Sympathetic neural responses to increased osmolality in humans

William B Farquhar, Megan M Wenner, Erin P Delaney, Allen V Prettyman, Michael E Stillabower
American Journal of Physiology. Heart and Circulatory Physiology 2006, 291 (5): H2181-6
The purpose of this study was to examine the relationship between osmolality and efferent sympathetic outflow in humans. We hypothesized that increased plasma osmolality would be associated with increases in directly measured sympathetic outflow. Muscle sympathetic outflow was successfully recorded in eight healthy subjects during a 60-min intravenous hypertonic saline infusion (HSI; 3% NaCl) on one day and during a 60-min intravenous isotonic saline (ISO) infusion (0.9% NaCl) on a different day. The HSI provides an osmotic and volume stimulus, whereas the ISO infusion provides a volume-only stimulus. Muscle sympathetic nerve activity was quantified using the technique of peroneal microneurography. Plasma osmolality increased during the HSI but not during the ISO infusion (ANOVA, P < 0.05).
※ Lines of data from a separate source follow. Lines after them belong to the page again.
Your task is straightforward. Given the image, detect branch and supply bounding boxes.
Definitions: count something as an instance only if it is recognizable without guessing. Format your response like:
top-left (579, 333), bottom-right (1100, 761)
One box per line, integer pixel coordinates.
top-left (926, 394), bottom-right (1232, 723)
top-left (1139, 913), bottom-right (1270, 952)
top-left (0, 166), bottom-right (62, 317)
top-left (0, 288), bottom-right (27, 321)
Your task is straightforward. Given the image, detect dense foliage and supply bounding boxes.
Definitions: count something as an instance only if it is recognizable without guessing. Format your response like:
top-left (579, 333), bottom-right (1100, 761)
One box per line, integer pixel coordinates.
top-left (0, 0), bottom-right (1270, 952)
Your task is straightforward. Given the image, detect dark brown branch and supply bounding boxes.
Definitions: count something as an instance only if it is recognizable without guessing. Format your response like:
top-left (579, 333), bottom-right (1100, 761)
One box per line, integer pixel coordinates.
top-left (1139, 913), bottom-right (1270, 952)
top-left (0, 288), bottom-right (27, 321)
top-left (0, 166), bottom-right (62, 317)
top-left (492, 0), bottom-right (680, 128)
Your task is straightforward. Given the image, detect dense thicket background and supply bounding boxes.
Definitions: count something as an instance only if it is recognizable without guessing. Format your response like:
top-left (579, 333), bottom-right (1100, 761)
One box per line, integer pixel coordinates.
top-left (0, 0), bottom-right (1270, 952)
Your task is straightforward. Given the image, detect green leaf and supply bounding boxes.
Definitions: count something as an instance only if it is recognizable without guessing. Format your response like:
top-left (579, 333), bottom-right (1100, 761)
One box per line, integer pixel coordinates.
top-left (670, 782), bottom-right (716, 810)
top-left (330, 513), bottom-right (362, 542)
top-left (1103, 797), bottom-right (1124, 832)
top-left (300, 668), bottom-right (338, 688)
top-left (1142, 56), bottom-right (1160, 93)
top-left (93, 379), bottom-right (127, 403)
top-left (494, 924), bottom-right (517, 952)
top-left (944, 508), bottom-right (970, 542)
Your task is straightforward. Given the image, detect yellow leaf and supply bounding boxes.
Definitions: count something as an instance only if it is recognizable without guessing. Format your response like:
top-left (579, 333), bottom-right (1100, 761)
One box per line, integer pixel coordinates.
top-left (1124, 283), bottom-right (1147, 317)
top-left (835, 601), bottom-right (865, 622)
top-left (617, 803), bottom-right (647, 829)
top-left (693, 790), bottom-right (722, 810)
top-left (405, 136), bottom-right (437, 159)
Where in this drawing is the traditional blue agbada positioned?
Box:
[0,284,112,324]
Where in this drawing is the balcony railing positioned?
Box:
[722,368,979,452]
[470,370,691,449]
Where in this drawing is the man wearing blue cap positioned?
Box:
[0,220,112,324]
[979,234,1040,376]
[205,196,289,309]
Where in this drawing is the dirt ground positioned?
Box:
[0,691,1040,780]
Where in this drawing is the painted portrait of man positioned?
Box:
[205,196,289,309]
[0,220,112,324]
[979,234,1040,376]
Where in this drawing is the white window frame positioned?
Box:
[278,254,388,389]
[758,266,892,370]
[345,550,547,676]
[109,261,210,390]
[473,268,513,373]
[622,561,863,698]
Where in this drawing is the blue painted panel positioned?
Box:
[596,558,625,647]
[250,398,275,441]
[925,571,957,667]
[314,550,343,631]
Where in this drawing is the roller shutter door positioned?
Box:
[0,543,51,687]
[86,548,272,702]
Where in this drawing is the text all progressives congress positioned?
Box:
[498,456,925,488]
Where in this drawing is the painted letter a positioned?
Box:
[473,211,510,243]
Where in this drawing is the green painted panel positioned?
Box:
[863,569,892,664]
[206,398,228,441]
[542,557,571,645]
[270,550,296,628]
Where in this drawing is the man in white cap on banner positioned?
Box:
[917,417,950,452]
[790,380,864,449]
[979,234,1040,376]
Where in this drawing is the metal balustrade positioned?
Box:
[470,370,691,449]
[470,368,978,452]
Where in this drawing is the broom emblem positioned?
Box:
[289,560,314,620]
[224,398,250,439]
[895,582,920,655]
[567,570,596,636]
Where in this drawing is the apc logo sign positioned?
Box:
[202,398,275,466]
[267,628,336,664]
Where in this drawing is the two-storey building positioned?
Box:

Sympathetic outflow differed between the trials (ANOVA, P < 0.05); during the HSI burst, frequency initially increased from 14.6 +/- 2.5 to 18.1 +/- 1.9 bursts/min; during the ISO infusion, burst frequency initially declined from 14.7 +/- 2.5 to 12.0 +/- 2.1 bursts/min. Plasma norepinephrine concentration was greater at the end of the HSI compared with the end of the ISO infusion (HSI: 297 +/- 64 vs. ISO: 202 +/- 49 pg/ml; ANOVA, P < 0.05). We conclude that HSI-induced increases in plasma osmolality are associated with increases in sympathetic activity in humans.